I just finished reading “The Sweet By and By” from author (and producer of “The Color Purple”) Todd Johnson.
This book had been recommended by Scripps newspaper columnist, Sharon Randall.
The book centers around four women, residents and staff in a South Carolina rest home. Possibly not an immediately appealing topic. However, I trust Sharon Randall’s opinions and since I share my home with my 96-year-old mother, I thought it might be insightful, so I bought the book and read it this weekend.
The story was not quite what I expected and touched me on so many levels. The characters are so real, so funny, profound and sad. Even though I removed my reading glasses to wipe tear splatters from the lenses more than once, the over-all tone of the book is one of compassion and hope.
Todd Johnson obviously has a profound understanding and respect for the women in his book.
These women seemed almost to be composites of women from my own life. I could see my mother’s fierce pride and determination in the face of old age in Margaret. Rhonda could have been a high school classmate. As I read I wished my own life exhibited the compassion and patience of Lorraine’s.
One particular episode in the book made me think of all the women I’ve known in churches around the country and at AB Women’s gatherings.
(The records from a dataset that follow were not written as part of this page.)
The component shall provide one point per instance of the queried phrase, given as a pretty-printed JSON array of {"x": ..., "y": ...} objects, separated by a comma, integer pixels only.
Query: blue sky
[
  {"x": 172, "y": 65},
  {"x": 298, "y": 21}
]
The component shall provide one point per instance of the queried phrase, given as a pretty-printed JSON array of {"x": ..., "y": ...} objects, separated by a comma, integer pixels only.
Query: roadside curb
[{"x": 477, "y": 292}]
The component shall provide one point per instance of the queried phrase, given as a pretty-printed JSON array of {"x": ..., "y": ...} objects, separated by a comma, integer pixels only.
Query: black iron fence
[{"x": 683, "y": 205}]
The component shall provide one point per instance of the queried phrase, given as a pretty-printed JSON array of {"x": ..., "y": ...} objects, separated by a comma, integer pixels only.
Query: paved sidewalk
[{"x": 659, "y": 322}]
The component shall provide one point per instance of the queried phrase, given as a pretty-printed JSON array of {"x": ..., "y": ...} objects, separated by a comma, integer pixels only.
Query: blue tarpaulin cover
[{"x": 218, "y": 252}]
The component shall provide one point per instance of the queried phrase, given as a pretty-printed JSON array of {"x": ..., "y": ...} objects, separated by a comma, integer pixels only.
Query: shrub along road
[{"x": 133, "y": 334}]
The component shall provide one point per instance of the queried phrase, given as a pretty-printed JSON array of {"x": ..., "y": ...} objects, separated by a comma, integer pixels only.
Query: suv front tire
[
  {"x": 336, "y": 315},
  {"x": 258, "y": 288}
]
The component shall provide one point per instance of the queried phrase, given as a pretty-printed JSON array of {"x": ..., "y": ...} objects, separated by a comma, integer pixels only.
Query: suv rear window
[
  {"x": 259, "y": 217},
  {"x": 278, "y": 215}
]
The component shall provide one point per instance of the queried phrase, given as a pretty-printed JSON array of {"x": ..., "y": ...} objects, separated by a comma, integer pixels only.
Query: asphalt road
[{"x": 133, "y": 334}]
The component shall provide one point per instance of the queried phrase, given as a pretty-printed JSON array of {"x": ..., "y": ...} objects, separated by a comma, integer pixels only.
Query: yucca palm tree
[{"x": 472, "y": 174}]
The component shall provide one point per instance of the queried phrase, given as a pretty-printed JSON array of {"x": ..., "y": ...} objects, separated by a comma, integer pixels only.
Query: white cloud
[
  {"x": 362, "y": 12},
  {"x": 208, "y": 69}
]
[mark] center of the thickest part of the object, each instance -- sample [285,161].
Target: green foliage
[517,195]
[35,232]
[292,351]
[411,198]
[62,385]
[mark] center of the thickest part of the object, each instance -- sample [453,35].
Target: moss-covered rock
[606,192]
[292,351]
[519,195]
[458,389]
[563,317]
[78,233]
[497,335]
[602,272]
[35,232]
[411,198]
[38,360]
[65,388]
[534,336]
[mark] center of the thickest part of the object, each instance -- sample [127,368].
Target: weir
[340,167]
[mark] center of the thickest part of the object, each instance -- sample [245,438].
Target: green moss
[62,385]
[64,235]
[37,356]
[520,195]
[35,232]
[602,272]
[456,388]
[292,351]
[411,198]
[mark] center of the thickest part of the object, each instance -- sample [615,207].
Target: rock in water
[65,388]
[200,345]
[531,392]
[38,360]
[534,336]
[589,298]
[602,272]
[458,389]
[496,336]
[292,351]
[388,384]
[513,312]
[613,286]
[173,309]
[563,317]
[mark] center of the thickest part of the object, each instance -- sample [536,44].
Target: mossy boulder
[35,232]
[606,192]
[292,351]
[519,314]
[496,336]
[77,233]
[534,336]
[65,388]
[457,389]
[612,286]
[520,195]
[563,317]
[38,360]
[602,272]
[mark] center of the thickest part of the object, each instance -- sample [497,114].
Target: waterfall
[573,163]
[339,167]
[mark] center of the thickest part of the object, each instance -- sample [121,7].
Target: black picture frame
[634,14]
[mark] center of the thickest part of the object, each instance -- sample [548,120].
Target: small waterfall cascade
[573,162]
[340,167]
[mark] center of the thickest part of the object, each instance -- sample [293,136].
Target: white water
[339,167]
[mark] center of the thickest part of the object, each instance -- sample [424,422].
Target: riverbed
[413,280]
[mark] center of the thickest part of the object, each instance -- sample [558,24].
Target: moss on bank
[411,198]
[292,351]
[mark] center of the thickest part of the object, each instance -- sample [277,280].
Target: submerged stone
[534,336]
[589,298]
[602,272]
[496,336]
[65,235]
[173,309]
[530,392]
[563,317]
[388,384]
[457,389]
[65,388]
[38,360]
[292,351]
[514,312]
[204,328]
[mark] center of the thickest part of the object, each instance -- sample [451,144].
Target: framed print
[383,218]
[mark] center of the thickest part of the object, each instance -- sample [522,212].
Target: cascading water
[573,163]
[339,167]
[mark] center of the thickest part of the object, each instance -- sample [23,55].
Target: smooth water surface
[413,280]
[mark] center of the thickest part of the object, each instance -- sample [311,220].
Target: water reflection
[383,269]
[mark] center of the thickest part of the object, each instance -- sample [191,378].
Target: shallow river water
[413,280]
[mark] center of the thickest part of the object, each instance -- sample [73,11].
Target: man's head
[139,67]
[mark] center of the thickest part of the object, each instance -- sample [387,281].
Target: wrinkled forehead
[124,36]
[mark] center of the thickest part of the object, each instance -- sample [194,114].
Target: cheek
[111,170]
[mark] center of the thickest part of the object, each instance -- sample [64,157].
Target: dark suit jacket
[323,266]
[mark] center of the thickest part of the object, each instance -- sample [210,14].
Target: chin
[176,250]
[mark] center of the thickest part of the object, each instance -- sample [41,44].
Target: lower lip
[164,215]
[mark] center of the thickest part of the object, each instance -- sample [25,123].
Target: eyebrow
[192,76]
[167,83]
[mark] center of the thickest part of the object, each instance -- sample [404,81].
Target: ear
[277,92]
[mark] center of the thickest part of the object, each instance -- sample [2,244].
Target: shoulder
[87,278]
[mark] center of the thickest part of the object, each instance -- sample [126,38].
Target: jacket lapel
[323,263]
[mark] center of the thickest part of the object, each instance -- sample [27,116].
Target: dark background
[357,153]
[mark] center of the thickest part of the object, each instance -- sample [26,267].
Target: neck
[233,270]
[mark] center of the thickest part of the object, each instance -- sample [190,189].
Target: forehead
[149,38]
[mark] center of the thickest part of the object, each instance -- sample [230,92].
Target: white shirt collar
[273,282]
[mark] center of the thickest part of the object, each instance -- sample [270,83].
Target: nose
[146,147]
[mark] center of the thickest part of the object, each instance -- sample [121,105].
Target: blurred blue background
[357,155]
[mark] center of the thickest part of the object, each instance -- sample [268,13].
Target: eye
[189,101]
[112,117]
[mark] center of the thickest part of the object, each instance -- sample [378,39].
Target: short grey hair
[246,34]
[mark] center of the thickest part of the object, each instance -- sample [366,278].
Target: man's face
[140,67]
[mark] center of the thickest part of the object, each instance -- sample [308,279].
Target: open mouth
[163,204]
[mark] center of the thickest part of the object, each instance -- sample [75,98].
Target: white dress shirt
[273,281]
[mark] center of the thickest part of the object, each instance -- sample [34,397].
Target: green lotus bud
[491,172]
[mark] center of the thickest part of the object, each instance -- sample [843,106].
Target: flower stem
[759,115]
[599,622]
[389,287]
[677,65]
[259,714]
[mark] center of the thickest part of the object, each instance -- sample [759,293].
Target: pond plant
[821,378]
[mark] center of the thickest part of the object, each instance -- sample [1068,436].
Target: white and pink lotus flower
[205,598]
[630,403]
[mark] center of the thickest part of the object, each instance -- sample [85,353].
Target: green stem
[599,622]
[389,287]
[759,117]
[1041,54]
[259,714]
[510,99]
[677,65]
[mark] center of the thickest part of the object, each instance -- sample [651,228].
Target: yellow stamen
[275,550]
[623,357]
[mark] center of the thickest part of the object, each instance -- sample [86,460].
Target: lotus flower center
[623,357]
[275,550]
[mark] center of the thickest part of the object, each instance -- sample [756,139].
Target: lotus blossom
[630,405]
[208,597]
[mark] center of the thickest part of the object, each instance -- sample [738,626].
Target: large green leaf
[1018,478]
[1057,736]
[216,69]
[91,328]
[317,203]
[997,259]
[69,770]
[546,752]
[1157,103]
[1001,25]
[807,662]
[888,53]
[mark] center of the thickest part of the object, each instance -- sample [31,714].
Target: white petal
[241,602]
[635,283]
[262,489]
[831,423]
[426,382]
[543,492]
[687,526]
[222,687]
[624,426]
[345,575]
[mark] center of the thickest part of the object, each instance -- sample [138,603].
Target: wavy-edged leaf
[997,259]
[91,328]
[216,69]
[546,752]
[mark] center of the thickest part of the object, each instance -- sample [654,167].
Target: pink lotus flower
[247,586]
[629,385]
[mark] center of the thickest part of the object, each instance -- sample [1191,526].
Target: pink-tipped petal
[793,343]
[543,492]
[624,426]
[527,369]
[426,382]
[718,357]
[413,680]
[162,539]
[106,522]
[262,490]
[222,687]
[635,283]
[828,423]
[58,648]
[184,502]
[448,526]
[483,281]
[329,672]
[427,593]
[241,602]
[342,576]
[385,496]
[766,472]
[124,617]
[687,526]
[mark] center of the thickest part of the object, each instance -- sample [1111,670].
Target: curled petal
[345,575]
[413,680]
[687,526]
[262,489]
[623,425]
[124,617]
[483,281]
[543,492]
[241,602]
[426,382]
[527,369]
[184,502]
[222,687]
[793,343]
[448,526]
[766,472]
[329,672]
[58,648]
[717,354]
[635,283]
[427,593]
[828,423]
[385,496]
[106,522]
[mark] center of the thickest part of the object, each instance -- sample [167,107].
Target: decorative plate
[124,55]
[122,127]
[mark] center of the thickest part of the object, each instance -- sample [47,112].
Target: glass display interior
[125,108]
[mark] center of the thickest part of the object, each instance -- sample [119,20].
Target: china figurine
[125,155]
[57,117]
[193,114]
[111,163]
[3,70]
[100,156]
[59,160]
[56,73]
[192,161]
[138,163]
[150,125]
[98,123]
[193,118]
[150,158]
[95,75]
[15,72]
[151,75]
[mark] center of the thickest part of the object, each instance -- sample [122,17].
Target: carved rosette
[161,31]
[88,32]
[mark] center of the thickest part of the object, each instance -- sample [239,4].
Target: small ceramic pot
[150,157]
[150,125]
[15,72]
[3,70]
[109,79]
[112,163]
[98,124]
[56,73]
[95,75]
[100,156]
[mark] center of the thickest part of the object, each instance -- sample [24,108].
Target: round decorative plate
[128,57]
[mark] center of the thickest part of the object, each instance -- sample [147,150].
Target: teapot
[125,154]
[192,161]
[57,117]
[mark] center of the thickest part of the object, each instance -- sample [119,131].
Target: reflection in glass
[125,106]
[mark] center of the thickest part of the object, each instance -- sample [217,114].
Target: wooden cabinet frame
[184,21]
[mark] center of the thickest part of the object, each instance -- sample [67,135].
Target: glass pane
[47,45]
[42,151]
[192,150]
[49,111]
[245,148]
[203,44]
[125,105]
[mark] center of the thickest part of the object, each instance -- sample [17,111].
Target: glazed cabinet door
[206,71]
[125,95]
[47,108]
In this excerpt I’m sharing here Margaret is in the hospital, dying. Lorraine’s daughter April is describing the scene:
I studied the circle of women, …young and old, family and neighbors, perhaps single, married, widowed. It is as though they arrived on a timetable, like a flock of migratory birds, their schedule neither agreed upon in advance nor communicated, as much as felt in the subtle first change of seasons. This is simply what they do. They come. They are called to stand watch, oddly, with no male presence. It is perhaps not that the men, with few exceptions, can’t take the pain. It’s the ambiguity that they can’t abide. And there is that to be sure, endless hours of waiting. Surely these stately creatures are the same everywhere, perched around every bed where someone lies helpless. They arrive one at a time, or in pairs, and they bring smiles and stories and concerned brows and open hearts, and most of all they bring time, they have all the time in the world, poured out like water, crystalline and pure. They lower their shoulders, they place their purses on chairs and they assume their places, familiar by instinct, either sitting or standing, circling the sick with wings of prayer and patience, protectors and mediators, watchers, slow and graceful, with the singular purpose of a great blue heron wading in shallow water, saving all effort for when it is most needed, the split second at which it catches a swimming fish in its beak, finally lifting off in flight, with no regard to the weight it carries, rising, as hope must, lighter than human breath.
That passage brought to mind Linda Lesniewski’s book, “Connecting Women” where she talks of the way women are innately programmed by God to gather together to nurture and sustain one another.
Here in the western US, too many of us lack that sort of nurturing network of women friends. Either family mobility or work, life-style choices or other situations combine to isolate many women of all ages.
It is my hope and prayer that when my time comes to greet that beautiful shore I may have a circle of watching, caring women such as those in Todd Johnson’s book to see me safely on my way.